Osman Awad Hashi (Cismaan Cawad Xaashi), as known as Osman Dacas (Cismaan Dacas), was 2nd chief of staff of the Somaliland Armed Forces.

==Biography==
Osman Dacas is from the Habr Je'lo clan.

===Activities at SNM===
Osman Dacas was in charge of the eastern area during his Somali National Movement (SNM) days.

He joined the occupation battle in Burco.

===After the foundation of Somaliland===
In 1994, a land dispute arose between Osman Dacas and Muse Bihi Abdi, then Minister of the Interior. Muse Bihi Abdi claimed that his land was taken during the civil war.

In 1996 Osman Dacas became commander of the Somaliland Armed Forces.

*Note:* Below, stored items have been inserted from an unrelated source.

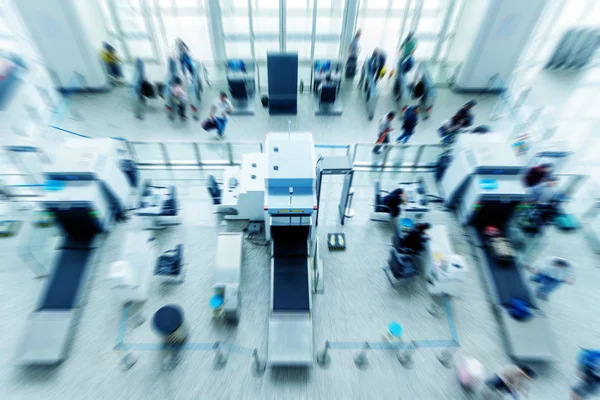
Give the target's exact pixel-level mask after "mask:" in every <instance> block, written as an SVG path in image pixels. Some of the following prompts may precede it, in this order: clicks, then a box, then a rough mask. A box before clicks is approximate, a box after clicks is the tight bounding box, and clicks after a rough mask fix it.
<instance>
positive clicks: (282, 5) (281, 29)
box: [279, 0, 287, 53]
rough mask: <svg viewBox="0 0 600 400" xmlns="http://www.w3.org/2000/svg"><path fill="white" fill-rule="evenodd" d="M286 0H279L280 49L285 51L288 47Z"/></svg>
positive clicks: (279, 43) (284, 52)
mask: <svg viewBox="0 0 600 400" xmlns="http://www.w3.org/2000/svg"><path fill="white" fill-rule="evenodd" d="M285 3H286V0H279V51H281V52H284V53H285V47H286V39H287V38H286V35H287V34H286V23H287V21H286V20H285V19H286V11H287V10H286V9H285Z"/></svg>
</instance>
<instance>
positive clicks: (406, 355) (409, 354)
mask: <svg viewBox="0 0 600 400" xmlns="http://www.w3.org/2000/svg"><path fill="white" fill-rule="evenodd" d="M407 344H409V345H408V346H407V347H405V348H404V349H403V351H401V352H400V353H399V354H398V361H400V364H402V366H403V367H404V368H406V369H411V368H412V367H414V365H415V363H414V361H413V358H412V357H413V354H414V352H415V351H416V350H417V344H416V343H415V341H414V340H410V341H409V342H407Z"/></svg>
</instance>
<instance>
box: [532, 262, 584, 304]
mask: <svg viewBox="0 0 600 400" xmlns="http://www.w3.org/2000/svg"><path fill="white" fill-rule="evenodd" d="M531 271H532V272H533V276H532V277H531V280H532V281H533V282H535V283H537V284H539V286H538V289H537V296H538V297H539V298H540V299H543V300H546V299H547V298H548V295H549V294H550V293H551V292H553V291H554V290H556V289H557V288H558V287H559V286H560V285H561V284H563V283H568V284H571V285H572V284H574V283H575V274H574V273H573V265H572V264H571V263H570V262H569V261H567V260H565V259H564V258H560V257H546V258H544V259H542V260H541V262H539V263H538V264H537V265H535V266H534V267H533V268H531Z"/></svg>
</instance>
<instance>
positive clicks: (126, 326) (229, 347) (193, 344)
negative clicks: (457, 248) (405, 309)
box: [114, 295, 460, 357]
mask: <svg viewBox="0 0 600 400" xmlns="http://www.w3.org/2000/svg"><path fill="white" fill-rule="evenodd" d="M443 300H444V308H445V310H446V319H447V320H448V328H449V329H450V336H451V337H452V338H451V339H446V340H415V341H411V342H408V341H407V342H399V343H390V342H366V343H368V346H369V349H370V350H395V349H397V350H400V349H410V348H416V349H447V348H456V347H460V343H459V341H458V333H457V331H456V325H455V323H454V314H453V313H452V306H451V304H450V300H449V298H448V296H447V295H444V296H443ZM130 308H131V305H129V304H127V305H126V306H125V307H123V311H122V314H121V322H120V324H119V331H118V333H117V340H116V344H115V347H114V349H115V350H123V351H160V350H162V349H163V345H162V344H161V343H125V336H126V334H127V320H128V319H129V311H130ZM219 343H220V344H221V346H222V347H223V348H225V349H226V350H227V351H229V352H231V353H238V354H241V355H245V356H248V357H251V356H252V354H253V352H254V349H251V348H248V347H243V346H239V345H237V344H233V343H224V342H223V343H222V342H214V343H190V342H188V343H185V344H184V345H183V346H182V347H181V349H180V350H182V351H211V350H215V349H216V347H217V344H219ZM364 346H365V342H364V341H363V342H329V348H330V349H331V350H361V349H363V348H364Z"/></svg>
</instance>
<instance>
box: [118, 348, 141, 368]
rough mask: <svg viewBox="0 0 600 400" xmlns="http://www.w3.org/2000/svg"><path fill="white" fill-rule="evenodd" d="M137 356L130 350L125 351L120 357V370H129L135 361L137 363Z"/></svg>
mask: <svg viewBox="0 0 600 400" xmlns="http://www.w3.org/2000/svg"><path fill="white" fill-rule="evenodd" d="M137 360H138V358H137V356H136V355H135V354H133V353H131V352H127V353H125V354H124V355H123V357H122V358H121V362H120V364H121V370H123V371H129V370H130V369H131V368H132V367H133V366H134V365H135V363H137Z"/></svg>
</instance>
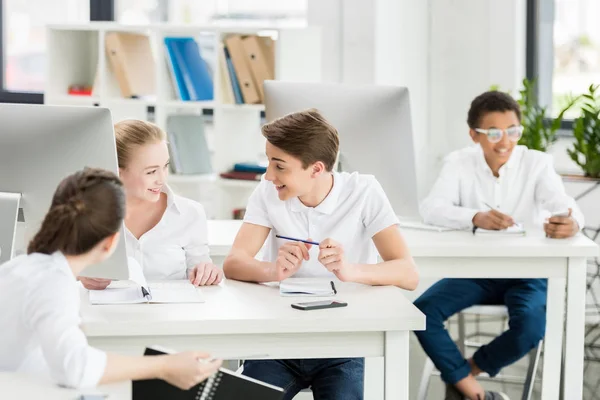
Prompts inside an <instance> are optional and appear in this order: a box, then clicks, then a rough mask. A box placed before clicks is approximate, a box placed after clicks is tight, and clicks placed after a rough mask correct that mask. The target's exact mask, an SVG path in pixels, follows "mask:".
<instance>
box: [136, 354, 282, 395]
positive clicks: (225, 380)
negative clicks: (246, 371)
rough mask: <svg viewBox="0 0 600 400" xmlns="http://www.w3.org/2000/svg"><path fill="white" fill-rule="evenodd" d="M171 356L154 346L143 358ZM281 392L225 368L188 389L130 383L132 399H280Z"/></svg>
mask: <svg viewBox="0 0 600 400" xmlns="http://www.w3.org/2000/svg"><path fill="white" fill-rule="evenodd" d="M168 353H171V352H170V351H165V350H164V349H160V348H157V347H150V348H146V350H145V352H144V355H147V356H155V355H162V354H168ZM282 398H283V389H282V388H280V387H277V386H273V385H269V384H268V383H264V382H261V381H259V380H256V379H253V378H250V377H247V376H244V375H241V374H238V373H236V372H234V371H231V370H228V369H226V368H219V371H218V372H217V373H216V374H215V375H213V376H212V377H210V378H208V379H207V380H205V381H204V382H201V383H199V384H198V385H196V386H194V387H192V388H191V389H189V390H182V389H179V388H177V387H175V386H173V385H171V384H169V383H167V382H165V381H163V380H160V379H147V380H139V381H133V383H132V399H133V400H159V399H160V400H163V399H169V400H236V399H244V400H281V399H282Z"/></svg>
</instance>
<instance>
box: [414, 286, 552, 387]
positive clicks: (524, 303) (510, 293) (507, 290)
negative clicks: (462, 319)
mask: <svg viewBox="0 0 600 400" xmlns="http://www.w3.org/2000/svg"><path fill="white" fill-rule="evenodd" d="M547 287H548V284H547V281H546V279H442V280H441V281H439V282H437V283H436V284H435V285H433V286H432V287H431V288H429V289H428V290H427V291H426V292H425V293H423V295H421V297H419V298H418V299H417V300H416V301H415V306H417V308H419V310H421V311H422V312H423V314H425V316H426V317H427V323H426V330H425V331H420V332H415V334H416V335H417V338H418V339H419V342H420V343H421V346H423V350H425V353H427V355H428V356H429V358H430V359H431V361H433V363H434V364H435V366H436V368H437V369H438V370H439V371H440V373H441V375H442V379H443V380H444V381H445V382H446V383H449V384H455V383H456V382H458V381H460V380H461V379H463V378H466V377H467V376H468V375H469V373H470V372H471V367H470V365H469V363H468V362H467V360H465V358H464V357H463V355H462V354H461V353H460V351H459V349H458V347H457V346H456V344H455V343H454V342H453V341H452V339H451V338H450V335H449V334H448V331H447V330H446V329H445V328H444V321H446V320H447V319H448V318H449V317H450V316H452V315H454V314H455V313H457V312H459V311H461V310H463V309H465V308H467V307H470V306H472V305H476V304H488V305H490V304H496V305H497V304H504V305H506V307H507V308H508V315H509V320H508V326H509V329H508V330H507V331H506V332H504V333H502V334H501V335H500V336H498V337H496V338H495V339H494V340H492V341H491V342H490V343H489V344H487V345H485V346H482V347H480V348H479V349H478V350H477V352H476V353H475V354H474V355H473V361H475V364H477V366H478V367H479V368H480V369H481V370H482V371H485V372H487V373H488V374H489V375H490V376H495V375H497V374H498V372H500V370H501V369H502V368H504V367H505V366H507V365H510V364H512V363H514V362H515V361H517V360H519V359H520V358H522V357H523V356H525V355H526V354H527V353H528V352H529V351H530V350H531V349H532V348H534V347H535V346H536V345H537V344H538V342H539V341H540V340H541V339H542V338H543V337H544V333H545V330H546V292H547Z"/></svg>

However, it was replaced by Hassan Yonis Habane in October 1996.

In February 2016, Osman Dacas was named by the president as one of seven people who had distinguished themselves in the military at a ceremony marking the 22nd anniversary of the founding of the Somaliland Armed Forces.

In August 2016, he congratulated Nuh Ismail Tani, the newly appointed commander of the Somaliland Armed Forces.

===Death and After===
On March 9, 2018, he died in Hargeisa. He was a veteran at the time of his death. President Muse Bihi and others attended the March 10 state funeral.

In September 2018, it was reported that the government had seized Osman Dacas' land.